Kemarin, sambil menunggu waktu pertemuan di Mega Kuningan, saya sempatkan shalat Zuhur di Masjid Jami Baitul Mughni di Jalan Peltu Rahmad Sidup yang tidak jauh dari simpang pertemuan dengan Jalan Jend. Gatot Subroto.
Masjid Jami Baitul Mughni ini salah satu landmark di tempat itu. Bangunannya yang didominasi warna putih cukup menonjol dengan kubah masjid bergaya Mughal atau Moghul dari India. Seperti mausoleum Taj Mahal di Agra yang dibangun Shah Jahan yang memerintah antara 1627 sampai 1658 untuk istrinya Arjumand Banu Begum alias Mumtaz ul Zamani alias Mumtaz Mahal dari Persia.
Selain kubah Baitul Mughni yang menonjol, sebuah menara juga berdiri kokoh di luar bangunan masjid.
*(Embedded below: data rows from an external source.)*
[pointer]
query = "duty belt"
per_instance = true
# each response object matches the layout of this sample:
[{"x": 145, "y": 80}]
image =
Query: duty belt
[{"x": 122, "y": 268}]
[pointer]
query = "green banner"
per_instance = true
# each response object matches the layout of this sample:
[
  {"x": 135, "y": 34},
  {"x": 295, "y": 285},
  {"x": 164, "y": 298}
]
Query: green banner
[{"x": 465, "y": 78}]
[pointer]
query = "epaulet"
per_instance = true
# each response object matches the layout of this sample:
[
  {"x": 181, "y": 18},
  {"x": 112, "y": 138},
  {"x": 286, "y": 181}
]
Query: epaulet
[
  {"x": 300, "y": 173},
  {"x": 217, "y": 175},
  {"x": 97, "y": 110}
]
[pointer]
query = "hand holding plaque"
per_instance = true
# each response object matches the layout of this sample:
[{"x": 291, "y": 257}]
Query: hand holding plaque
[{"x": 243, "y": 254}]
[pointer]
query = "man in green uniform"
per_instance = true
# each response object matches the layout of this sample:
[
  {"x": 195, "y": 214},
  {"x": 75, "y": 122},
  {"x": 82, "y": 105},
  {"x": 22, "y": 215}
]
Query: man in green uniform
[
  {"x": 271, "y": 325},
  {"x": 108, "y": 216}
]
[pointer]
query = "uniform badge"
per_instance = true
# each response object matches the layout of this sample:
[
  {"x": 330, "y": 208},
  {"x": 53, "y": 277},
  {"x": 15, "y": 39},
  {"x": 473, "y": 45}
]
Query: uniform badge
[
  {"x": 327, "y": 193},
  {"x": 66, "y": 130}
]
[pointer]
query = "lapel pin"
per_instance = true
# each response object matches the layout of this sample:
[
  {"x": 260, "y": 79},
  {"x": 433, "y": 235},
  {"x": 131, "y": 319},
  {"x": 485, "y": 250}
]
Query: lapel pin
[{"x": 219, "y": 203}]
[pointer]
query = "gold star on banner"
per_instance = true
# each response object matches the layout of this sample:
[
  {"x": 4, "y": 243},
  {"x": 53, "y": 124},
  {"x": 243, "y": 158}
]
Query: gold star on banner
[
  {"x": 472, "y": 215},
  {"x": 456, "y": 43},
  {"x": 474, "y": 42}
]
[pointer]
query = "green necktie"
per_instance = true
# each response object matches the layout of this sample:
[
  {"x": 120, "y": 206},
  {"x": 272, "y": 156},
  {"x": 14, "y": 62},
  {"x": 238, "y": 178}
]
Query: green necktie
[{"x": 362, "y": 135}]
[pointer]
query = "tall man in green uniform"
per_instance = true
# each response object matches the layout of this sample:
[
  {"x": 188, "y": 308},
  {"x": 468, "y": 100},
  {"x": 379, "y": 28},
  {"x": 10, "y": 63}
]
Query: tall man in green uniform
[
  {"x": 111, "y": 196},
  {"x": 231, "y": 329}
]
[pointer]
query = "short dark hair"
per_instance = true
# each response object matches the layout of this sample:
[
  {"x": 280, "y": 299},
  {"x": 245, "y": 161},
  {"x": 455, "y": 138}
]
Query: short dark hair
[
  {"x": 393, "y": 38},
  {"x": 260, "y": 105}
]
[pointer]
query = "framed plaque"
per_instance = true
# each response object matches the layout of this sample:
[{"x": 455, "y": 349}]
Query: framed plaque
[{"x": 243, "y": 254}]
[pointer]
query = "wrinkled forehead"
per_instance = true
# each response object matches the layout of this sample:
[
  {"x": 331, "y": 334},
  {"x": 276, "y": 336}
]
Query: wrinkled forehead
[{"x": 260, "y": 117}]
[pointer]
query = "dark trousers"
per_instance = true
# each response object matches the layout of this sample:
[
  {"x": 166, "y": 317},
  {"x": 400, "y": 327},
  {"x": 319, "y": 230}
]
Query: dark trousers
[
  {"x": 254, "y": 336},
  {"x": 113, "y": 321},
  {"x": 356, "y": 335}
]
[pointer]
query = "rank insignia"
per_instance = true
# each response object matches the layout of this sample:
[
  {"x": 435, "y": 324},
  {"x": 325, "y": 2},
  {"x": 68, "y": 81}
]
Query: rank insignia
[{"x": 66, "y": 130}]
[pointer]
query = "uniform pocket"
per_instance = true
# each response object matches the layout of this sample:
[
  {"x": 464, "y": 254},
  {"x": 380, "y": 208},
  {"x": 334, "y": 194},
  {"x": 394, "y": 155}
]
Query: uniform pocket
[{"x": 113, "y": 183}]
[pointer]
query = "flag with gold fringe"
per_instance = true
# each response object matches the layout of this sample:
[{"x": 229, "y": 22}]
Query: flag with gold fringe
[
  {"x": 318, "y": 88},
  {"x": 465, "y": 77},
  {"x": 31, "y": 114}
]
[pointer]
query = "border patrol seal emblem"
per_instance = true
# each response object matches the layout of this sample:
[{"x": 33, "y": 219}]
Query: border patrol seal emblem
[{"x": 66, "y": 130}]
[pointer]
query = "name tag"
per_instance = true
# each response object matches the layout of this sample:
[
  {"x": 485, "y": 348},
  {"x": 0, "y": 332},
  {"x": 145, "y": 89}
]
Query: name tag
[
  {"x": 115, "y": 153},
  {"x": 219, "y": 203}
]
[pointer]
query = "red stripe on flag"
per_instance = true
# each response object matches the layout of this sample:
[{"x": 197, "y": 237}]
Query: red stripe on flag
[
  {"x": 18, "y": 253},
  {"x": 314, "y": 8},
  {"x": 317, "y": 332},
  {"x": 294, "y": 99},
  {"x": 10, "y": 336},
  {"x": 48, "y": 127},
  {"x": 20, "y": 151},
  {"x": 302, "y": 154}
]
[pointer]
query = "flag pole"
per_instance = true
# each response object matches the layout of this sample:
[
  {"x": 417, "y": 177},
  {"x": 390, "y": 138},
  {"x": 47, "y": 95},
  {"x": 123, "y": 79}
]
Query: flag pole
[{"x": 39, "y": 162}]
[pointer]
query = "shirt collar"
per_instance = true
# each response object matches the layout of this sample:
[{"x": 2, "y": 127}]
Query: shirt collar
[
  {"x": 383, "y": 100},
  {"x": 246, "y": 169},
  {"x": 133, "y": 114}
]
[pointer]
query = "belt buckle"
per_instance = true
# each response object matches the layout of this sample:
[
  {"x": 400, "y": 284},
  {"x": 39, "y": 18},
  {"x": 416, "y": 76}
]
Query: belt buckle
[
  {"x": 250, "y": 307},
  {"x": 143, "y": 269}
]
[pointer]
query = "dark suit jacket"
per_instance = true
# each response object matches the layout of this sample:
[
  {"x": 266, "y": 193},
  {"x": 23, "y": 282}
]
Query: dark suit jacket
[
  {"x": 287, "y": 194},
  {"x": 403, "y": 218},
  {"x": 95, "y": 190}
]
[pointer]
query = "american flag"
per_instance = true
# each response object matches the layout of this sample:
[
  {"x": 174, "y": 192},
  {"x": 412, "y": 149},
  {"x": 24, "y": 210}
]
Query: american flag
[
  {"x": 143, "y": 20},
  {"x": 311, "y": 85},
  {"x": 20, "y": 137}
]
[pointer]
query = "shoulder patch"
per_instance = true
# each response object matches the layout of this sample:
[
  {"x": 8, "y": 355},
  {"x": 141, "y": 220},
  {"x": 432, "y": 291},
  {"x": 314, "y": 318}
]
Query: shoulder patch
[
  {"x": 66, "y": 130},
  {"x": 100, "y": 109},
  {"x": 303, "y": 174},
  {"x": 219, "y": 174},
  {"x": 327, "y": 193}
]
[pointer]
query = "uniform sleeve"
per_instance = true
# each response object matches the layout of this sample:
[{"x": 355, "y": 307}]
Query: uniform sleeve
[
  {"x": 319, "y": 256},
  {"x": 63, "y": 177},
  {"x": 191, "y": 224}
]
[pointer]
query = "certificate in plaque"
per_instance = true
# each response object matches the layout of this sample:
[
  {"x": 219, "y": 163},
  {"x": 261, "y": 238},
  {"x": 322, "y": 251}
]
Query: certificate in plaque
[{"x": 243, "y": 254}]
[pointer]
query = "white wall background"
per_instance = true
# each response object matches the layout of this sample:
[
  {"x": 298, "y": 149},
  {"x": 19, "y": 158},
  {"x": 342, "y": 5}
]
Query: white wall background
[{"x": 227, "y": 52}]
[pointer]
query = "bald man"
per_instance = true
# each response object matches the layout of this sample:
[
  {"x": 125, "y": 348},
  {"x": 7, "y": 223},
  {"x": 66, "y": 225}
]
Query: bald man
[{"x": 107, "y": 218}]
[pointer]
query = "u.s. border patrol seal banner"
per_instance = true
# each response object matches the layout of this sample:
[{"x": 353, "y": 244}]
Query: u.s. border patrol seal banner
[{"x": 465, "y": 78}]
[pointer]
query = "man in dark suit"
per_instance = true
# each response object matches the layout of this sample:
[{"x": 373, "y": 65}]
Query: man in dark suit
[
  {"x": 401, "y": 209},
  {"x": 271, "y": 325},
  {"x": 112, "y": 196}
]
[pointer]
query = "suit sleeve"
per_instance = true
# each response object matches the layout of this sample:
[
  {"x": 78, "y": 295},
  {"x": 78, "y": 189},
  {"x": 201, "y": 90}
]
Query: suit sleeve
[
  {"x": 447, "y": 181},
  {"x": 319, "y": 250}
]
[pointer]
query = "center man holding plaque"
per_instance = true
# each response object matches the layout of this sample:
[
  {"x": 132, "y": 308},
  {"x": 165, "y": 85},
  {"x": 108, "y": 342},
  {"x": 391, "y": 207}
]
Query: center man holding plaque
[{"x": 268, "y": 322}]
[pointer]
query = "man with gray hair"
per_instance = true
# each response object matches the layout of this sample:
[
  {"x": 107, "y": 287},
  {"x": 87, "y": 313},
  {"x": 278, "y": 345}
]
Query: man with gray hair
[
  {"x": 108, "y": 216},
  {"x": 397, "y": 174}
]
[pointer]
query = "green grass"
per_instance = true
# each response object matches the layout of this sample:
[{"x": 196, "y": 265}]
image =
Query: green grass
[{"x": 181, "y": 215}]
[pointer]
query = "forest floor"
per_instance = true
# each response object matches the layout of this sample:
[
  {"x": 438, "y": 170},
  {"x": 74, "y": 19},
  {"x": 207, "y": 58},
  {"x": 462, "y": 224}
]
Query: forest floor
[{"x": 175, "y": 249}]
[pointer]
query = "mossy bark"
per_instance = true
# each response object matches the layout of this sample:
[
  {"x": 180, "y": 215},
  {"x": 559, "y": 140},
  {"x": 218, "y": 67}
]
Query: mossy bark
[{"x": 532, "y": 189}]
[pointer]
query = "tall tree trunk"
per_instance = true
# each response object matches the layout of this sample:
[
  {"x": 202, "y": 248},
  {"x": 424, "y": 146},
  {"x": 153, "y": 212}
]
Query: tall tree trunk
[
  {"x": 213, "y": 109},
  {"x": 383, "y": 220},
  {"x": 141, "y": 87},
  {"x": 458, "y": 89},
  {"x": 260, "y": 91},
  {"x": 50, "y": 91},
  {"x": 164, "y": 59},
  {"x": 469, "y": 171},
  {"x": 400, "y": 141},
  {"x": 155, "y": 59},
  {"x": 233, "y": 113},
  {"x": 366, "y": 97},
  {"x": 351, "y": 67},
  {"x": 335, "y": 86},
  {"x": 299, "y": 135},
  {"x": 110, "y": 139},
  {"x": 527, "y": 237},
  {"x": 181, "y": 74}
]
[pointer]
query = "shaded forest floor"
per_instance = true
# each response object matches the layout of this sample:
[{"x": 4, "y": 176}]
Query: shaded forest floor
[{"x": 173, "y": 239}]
Saya amat-amati, sepintas mirip menara di Red Fort, Delhi, istana Shah Jahan.
Saya belum pernah ke Taj Mahal, tapi dua tahun lalu pernah ke Red Fort atau Lal Qila atau Benteng Merah yang tidak terlalu jauh dari Masjid Jama yang juga didirikan Shah Jahan dan juga berwarna merah.
Kembali ke Baitul Mughni di Jakarta.
Masjid ini dan lahan di sekitarnya adalah waqaf dari salah seorang ulama Betawi, Abdul Mughni bin Sanusi bin Ayyub bin Qais yang hidup di antara tahun 1860 sampai 1935.
Di usia 18 tahun, ayah Guru Mughni, yakni H. Sanusi bin Ayub yang masih keturunan Adipati Cangkuang atau Pangeran Kuningan mengirimnya untuk memperdalam ilmu agama di Mekah, dan menetap di kota itu selama sembilan tahun lamanya.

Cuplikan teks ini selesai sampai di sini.